One of the main reasons for this is the region’s burgeoning transportation sector. Now more than ever, transportation is accessible by the masses. The introduction of budget airlines and the construction of more airports has increased air travel within the region.
The automotive sector is also rapidly growing. Last year, aggregate new car sales in Singapore, Indonesia, Malaysia, Thailand, Vietnam and the Philippines rose five percent to nearly 3.4 million units. Aside from that, it is estimated that vehicle ownership across the region is expected to grow more than 40% by 2040.
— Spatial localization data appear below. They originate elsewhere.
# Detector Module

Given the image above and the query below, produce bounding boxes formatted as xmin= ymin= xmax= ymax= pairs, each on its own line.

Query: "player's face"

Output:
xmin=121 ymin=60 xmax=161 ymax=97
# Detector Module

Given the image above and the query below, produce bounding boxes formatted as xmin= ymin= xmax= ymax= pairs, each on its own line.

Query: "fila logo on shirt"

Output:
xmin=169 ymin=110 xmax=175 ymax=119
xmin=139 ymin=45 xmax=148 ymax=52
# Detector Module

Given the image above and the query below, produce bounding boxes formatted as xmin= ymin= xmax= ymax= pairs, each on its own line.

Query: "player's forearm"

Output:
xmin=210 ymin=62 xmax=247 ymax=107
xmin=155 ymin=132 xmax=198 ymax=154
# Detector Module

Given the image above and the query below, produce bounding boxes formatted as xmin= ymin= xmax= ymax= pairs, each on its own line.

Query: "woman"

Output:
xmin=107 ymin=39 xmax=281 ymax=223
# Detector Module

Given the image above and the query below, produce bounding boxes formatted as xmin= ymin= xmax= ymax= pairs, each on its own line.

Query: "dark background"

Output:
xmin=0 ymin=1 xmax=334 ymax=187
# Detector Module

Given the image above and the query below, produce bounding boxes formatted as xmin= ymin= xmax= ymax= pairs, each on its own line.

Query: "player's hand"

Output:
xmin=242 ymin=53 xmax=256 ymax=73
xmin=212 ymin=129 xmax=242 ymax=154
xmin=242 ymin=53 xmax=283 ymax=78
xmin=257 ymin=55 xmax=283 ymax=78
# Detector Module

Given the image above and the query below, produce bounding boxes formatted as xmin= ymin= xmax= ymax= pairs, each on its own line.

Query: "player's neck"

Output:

Renewable energy policy for transportation
To lower its dependency on oil, Southeast Asia needs to strengthen its renewable energy policy for transportation. One of the steps countries can take is to improve efficiency in their respective transport sectors. Some countries have already taken a step in the right direction with regards to this. An example is Singapore’s fuel labelling and emissions scheme that offers tax rebates for low-emission cars. The Carbon Emissions-based Vehicle Scheme (CEVS) calculates tax rebates or surcharges for vehicles depending on the amount of carbon dioxide they produce. However, Singapore seems to be the only country that’s leading this sort of initiative. Other countries are still slow in implementing such a policy.
Governments should also take advantage of the growing electric vehicle (EV) market in the region. Since EVs run on electric power, they use significantly less energy and do not release carbon emissions into the atmosphere. It is estimated that by 2025, Southeast Asia could see 59 million two to three-wheeler EVs and 8.9 million four-wheel EVs on its roads. To meet the growing demand for EVs, manufacturers have to do their part too. Some countries may provide incentives for consumers to buy EVs but Thailand has chosen another route. It is offering tax incentives to manufacturers instead so that the country can reach a target of 1.2 million EVs on its roads by 2036. Other countries in the region should also follow suit and introduce incentives and subsidies that suit their respective fiscal positions.
While ASEAN has its own renewable energy policy and targets, the transportation sector is often times overlooked. As ASEAN countries become more integrated and interconnected through multiple railway projects, it needs to produce an overarching energy policy for the transportation sector. Meaningful impact can only be seen if the region moves together instead of resorting to an uncoordinated patchwork of policies.